I couldn’t wait to get started. I was also slightly terrified.
The next 4 years 4 months flew past. Despite the course being essentially distance learning based; I developed good relationships with all of my course tutors as they proved to be very accessible and supportive. I found the course very ‘user friendly’. The programme workbooks and recommended reading were easy to navigate and reflect what was being learnt in practice at each stage of the course. Having never written an academic essay; the tutoring and online guidance provided made this task much less daunting. My OU ‘virtual’ classroom was accessible 24 hours a day and provided a wealth of educational resources, guidance and support. Through excellent tutoring and responsive feedback; I felt well supported and managed to attain all of my academic qualifications in order to become a registered nurse. I qualified in January 2015 with a Diploma of Higher Education in Adult Nursing: my name was added onto the NMC register.
I am a registered practitioner; a nurse. I am 48 years old and I have been to university and I am a nurse!
On qualifying; I began my registered nursing career as a Band 5 Staff Nurse on a busy surgical ward. Within 6 months of qualifying, I was taking charge of the ward in the absence of more senior staff. The broad foundation I gained from the OU programme allowed me to expand my role in quick succession after qualifying. I gained my mentorship qualification and found myself mentoring a fellow OU student. The course had become well established and respected throughout our organisation. Two years post qualification and I secured a Band 6 role facilitating discharges from acute hospital beds into community rehab hospital beds. It was a completely autonomous role and I found myself drawing on my experiences as a distance learner and the resilience it provided me with in order to transition from working within a dynamic team to being a lone worker.
January 2019. An opportunity arose to join the Practice Education Team within the trust I did my training through. I was encouraged to apply for the role of ‘Practice Education Sister for Placement Support’ by the Practice Education Facilitator whom supported me through my OU training. There were a lot of changes happening within nurse education and new routes into nursing became part of a wider NMC approach to recruiting and retaining the next generation of registered practitioners. It recognised that student nurses whom felt well supported through their training were more likely to see the course through (as was my experience with the OU) and secure a job within their training organisation post qualification. To my amazement; I got the job!
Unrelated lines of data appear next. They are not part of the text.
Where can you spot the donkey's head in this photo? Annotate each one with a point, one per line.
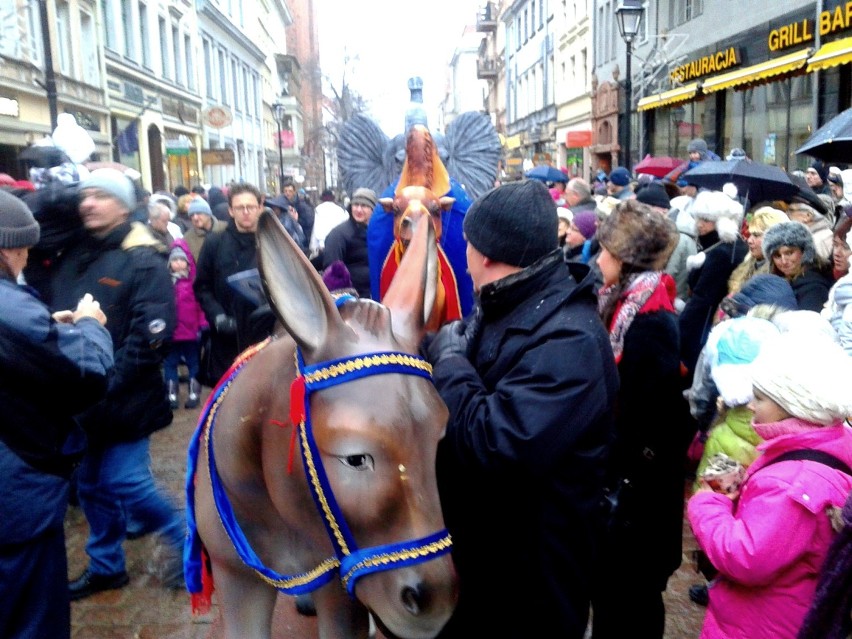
(376, 436)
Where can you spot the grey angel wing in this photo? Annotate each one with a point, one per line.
(362, 156)
(473, 152)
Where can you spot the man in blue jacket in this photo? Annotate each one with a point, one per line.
(119, 264)
(530, 382)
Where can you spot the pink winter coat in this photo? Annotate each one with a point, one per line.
(190, 317)
(770, 544)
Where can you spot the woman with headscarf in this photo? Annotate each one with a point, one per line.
(645, 471)
(790, 248)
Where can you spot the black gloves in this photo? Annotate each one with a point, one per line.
(454, 338)
(225, 324)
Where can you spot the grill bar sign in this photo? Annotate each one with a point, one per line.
(713, 63)
(217, 117)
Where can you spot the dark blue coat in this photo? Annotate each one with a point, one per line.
(130, 278)
(521, 468)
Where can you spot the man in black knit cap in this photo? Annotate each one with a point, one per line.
(530, 382)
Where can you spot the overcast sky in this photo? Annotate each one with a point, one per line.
(391, 42)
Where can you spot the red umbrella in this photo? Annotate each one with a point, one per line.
(659, 166)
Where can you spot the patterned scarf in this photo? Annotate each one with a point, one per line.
(642, 293)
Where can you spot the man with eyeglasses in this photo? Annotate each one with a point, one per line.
(222, 255)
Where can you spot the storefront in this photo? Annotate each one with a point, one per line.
(759, 91)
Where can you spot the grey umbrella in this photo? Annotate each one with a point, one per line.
(832, 142)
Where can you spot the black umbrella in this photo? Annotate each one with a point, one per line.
(753, 180)
(832, 142)
(546, 173)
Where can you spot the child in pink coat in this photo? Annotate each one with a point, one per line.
(770, 540)
(185, 345)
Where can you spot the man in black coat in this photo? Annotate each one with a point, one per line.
(347, 242)
(224, 254)
(119, 264)
(530, 381)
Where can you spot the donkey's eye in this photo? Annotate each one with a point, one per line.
(358, 462)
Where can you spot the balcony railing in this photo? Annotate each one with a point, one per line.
(486, 69)
(486, 19)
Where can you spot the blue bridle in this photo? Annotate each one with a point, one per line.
(350, 562)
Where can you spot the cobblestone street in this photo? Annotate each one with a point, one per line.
(145, 610)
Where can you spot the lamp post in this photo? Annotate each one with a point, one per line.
(629, 15)
(279, 110)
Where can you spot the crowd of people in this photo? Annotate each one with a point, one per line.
(617, 330)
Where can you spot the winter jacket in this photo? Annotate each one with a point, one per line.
(190, 318)
(811, 289)
(770, 544)
(347, 242)
(732, 435)
(195, 237)
(838, 311)
(652, 435)
(708, 284)
(130, 279)
(520, 469)
(222, 255)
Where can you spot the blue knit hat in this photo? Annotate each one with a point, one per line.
(762, 289)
April 2019. I am four weeks into my new role. I am excited at the prospect of nurturing the next generation of nurses and nursing associates. My new role will provide me with opportunities to further develop my education and my skills as a registered nurse and it’s all thanks to my OU experience. To think that I was supported enough that I could undertake a university course whilst being a full-time wife and mother (and half way through my training – a grandmother!) is testament to how successfully and expertly the OU deliver their education. I will be eternally humble to have been a small part of the OU story.